The artwork doesn’t shy away from the grim and gruesome, and it’s the first casual game I’ve played that came with a warning about mature graphic content. One character isn’t just dead in this game, he’s a suicide, which you can see by the revolver in his hand, the blood spilling out of his mouth and splashed on the wall behind him. Another is a cop who’s been burned to a crisp. Ambient animations also ratchet up the tension at times, with motorcycles zooming past you and bursting into flames, a near miss that nearly takes your life. As you investigate scenes of murder and mayhem, flashbacks in scratched film suddenly appear – a woman swinging from a hangman’s noose when you least expect it is sure to leave you squirming with unease.
It’s not just the dead characters who are interesting, either. You’ll get to meet a mysterious hotel owner with a terrible comb-over, the demon child, and a mysterious woman who seems just as fond of blood and pagan rituals as she is of children. All characters are voiced and well acted, and in addition to the morbid artwork, which makes copious use of blood splashes and splatters, the music is a haunting tinkling and singing of violin strings that hovers over you as you explore, adding to the macabre atmosphere of the game.
The inventory puzzles and repeating hidden object scenes are well integrated and often tie into the gory theme of the story. You’re not just finding and combining random items, you’re seeing if a character might like their meal with a side of sedative. You won’t just look for something to break through a wall to find some randomly placed object; you’ll discover something much more ghoulish lurking behind those walls that has been placed there for very specific reasons. Hidden object scenes are logical and not overly teeming with clutter. Searching for ties and hats in a closet, bullets and police apparel in a police station, or rats in a coffin makes sense and also fits in with the prevailing themes. You’ll also encounter a wealth of logic puzzles that will not only satisfy any puzzle addict’s craving, but also add to the grim feel of the game, including line-drawing puzzles, where you’ll have to create complicated patterns without crossing a line more than once; a mini-hangman game with a real miniature hanging skeleton; and a lock-picking puzzle adorned with more skeletons than you can shake a stick at.

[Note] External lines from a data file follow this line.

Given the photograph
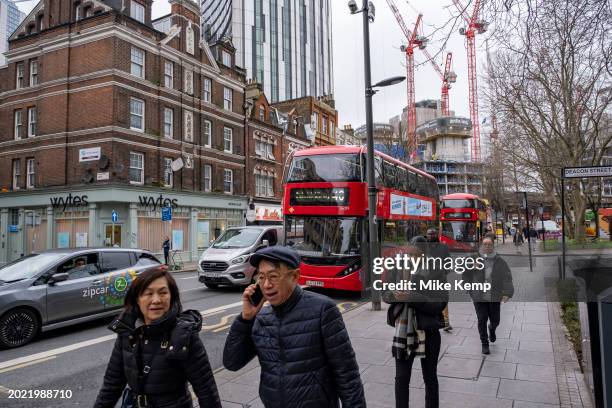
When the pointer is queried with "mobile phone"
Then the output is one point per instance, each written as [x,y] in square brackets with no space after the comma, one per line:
[257,296]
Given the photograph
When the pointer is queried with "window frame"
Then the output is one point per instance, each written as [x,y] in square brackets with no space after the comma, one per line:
[230,140]
[142,115]
[207,179]
[206,123]
[32,121]
[141,66]
[230,182]
[168,76]
[227,101]
[169,134]
[30,173]
[141,169]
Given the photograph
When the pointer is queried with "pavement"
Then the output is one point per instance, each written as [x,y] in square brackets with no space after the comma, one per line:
[532,364]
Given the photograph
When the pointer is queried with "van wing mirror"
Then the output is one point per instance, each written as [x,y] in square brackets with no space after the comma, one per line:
[58,277]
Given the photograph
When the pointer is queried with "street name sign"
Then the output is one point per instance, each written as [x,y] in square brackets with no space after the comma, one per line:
[595,171]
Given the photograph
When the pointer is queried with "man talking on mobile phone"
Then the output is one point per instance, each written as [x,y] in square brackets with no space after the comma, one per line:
[301,342]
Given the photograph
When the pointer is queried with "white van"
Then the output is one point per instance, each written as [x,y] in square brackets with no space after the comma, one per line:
[226,261]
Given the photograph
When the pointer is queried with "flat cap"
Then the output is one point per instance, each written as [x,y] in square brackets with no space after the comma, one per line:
[276,253]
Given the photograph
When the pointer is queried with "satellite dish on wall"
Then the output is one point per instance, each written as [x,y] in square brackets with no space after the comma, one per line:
[177,164]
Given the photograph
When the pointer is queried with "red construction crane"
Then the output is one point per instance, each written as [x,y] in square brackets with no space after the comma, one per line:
[414,40]
[474,26]
[448,77]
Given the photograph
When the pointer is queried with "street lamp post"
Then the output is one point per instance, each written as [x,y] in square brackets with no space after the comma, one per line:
[368,16]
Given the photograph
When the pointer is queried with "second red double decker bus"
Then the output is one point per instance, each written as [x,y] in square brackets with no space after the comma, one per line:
[325,207]
[463,219]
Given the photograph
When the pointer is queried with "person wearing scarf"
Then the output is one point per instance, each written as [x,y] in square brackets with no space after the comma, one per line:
[417,322]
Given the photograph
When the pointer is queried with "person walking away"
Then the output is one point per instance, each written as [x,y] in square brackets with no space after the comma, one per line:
[437,249]
[158,350]
[166,248]
[417,320]
[301,342]
[488,304]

All of these wonderful puzzles surround a complex story that emerges in the three hours you spend exploring the town of Rutland and your family history. This is a tale that touches on evil forces and people banding together as keepers to keep that evil at bay. The Collector’s Edition provides you with a fantastic set of bonus chapters to play. You’ll attempt to become a keeper in one chapter, while in the other you’ll control a character who is becoming fully evil. These bonus chapters represent one of the more substantial bits of bonus play I’ve encountered in a while, clocking in at more than an hour of extra playing time combined. In addition to setting up future games in the series, the extra chapters add to the mythology hinted at in the ending of the main game. If you’re ready for a good, adult-themed game that piles on the puzzles as well as the gore, you should pick up The Keepers: Lost Progeny and never let go.